Electroencephalographic Biomarker Detection For Dementia Using Convolutional Neural Network-Based Analysis: A Causal And Outcome-Oriented Study
DOI:
https://doi.org/10.64252/x8tshh67Keywords:
Dementia, EEG, CNN, Neurological Diagnostic, Cognitive monitoringAbstract
Dementia encompasses a spectrum of progressive neurodegenerative conditions that gradually erode memory, cognitive abilities, and behavioral functioning, severely diminishing quality of life. Traditional diagnostic practices often rely on clinical assessments and neuroimaging, which may be costly or lack early-stage sensitivity. In contrast, electroencephalography (EEG) has emerged as a non-invasive, cost-effective tool capable of capturing subtle neural abnormalities linked to cognitive decline.
With the rise of artificial intelligence (AI), particularly deep learning, novel approaches have surfaced for analyzing complex biomedical data. Among them, Convolutional Neural Networks (CNNs)—renowned for their strength in image and signal processing—offer significant promise in interpreting EEG signals for dementia detection. By learning spatial and temporal patterns directly from EEG recordings, CNNs can identify characteristic changes in brain activity associated with various stages of dementia.
This paper delves into the dual facets of this approach: the cause, examining why EEG signals are suitable for dementia diagnosis and how CNNs process them; and the effect, exploring the practical outcomes, clinical relevance, and challenges of adopting this methodology. We first investigate the neurophysiological alterations induced by dementia and their manifestations in EEG patterns. Early and precise identification of these signatures is crucial for timely intervention and improved long-term care.
Through comprehensive literature analysis and empirical findings, we highlight how CNN-based models consistently outperform traditional machine learning techniques and even expert evaluations in some scenarios. The adoption of such systems in clinical and research environments has shown promising outcomes—ranging from increased diagnostic accuracy and early detection capabilities to economic scalability and improved patient management.
Nonetheless, this paradigm is not without limitations. Issues such as inter-subject variability in EEG data, black-box behavior of deep learning models, and ethical implications surrounding data privacy and algorithmic fairness must be addressed.
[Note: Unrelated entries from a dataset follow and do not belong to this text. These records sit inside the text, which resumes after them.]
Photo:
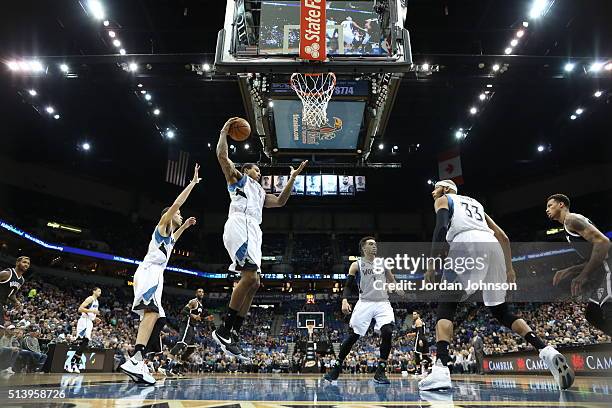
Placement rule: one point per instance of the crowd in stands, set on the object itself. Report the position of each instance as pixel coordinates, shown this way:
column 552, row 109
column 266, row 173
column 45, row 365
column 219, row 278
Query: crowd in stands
column 48, row 313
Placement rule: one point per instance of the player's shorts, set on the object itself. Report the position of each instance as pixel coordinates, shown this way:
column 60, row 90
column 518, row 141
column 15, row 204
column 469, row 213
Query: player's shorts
column 2, row 315
column 187, row 334
column 603, row 292
column 148, row 288
column 477, row 257
column 84, row 328
column 242, row 239
column 365, row 311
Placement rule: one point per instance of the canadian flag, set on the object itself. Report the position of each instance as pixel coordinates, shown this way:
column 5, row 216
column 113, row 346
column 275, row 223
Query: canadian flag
column 449, row 166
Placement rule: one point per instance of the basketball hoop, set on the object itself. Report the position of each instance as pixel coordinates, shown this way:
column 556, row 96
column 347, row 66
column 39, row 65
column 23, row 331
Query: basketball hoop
column 310, row 328
column 315, row 91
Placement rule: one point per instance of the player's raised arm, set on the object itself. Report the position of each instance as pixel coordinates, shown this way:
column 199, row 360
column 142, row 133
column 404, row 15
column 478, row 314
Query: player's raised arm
column 504, row 241
column 188, row 223
column 230, row 172
column 601, row 247
column 180, row 200
column 273, row 201
column 83, row 308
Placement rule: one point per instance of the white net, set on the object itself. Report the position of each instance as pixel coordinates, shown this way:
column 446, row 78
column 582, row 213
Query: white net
column 315, row 91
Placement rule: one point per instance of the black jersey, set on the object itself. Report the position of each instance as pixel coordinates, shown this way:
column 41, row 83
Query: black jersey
column 603, row 292
column 197, row 311
column 11, row 285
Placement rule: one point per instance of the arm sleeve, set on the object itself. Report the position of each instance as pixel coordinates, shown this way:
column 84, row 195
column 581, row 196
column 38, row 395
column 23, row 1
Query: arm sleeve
column 348, row 286
column 439, row 235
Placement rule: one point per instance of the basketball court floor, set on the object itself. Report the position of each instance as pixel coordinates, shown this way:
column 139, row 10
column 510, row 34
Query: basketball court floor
column 287, row 390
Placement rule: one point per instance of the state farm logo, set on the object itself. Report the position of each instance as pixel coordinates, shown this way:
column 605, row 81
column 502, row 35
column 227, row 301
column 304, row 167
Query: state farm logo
column 313, row 18
column 313, row 50
column 312, row 30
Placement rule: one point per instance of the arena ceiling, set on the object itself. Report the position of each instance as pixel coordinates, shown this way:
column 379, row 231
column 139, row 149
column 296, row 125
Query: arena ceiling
column 529, row 105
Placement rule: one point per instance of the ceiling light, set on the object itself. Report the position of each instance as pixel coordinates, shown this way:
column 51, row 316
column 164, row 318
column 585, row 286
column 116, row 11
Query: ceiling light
column 596, row 66
column 96, row 9
column 538, row 8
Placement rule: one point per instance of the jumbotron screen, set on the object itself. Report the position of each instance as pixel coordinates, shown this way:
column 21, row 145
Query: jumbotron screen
column 340, row 133
column 352, row 25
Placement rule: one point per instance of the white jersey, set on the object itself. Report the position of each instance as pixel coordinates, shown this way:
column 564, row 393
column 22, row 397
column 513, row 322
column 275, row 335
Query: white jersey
column 91, row 316
column 247, row 198
column 466, row 214
column 160, row 249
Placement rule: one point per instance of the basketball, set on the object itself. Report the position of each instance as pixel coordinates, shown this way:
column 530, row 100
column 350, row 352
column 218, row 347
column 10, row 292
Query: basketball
column 240, row 130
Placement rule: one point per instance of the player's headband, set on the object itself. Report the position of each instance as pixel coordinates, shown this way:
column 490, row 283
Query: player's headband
column 445, row 183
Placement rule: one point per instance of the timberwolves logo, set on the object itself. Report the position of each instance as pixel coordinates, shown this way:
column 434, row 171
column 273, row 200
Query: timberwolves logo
column 316, row 135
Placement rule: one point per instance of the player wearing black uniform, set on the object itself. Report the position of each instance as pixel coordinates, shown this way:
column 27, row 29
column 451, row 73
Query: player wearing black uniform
column 11, row 279
column 591, row 278
column 193, row 313
column 421, row 345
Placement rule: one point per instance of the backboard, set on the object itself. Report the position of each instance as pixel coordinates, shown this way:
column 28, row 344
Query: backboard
column 361, row 36
column 304, row 318
column 363, row 42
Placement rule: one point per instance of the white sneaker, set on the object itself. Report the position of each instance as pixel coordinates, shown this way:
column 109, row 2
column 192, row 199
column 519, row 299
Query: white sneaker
column 137, row 371
column 438, row 379
column 558, row 366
To that end, we propose forward-looking strategies, including multi-modal diagnostic frameworks, federated learning for privacy-preserving model training, and the development of explainable AI (XAI) to foster transparency and trust.
Ultimately, integrating EEG with CNN-based analysis holds transformative potential in redefining how dementia is detected and managed—offering a pathway toward accessible, scalable, and non-invasive neurological diagnostics.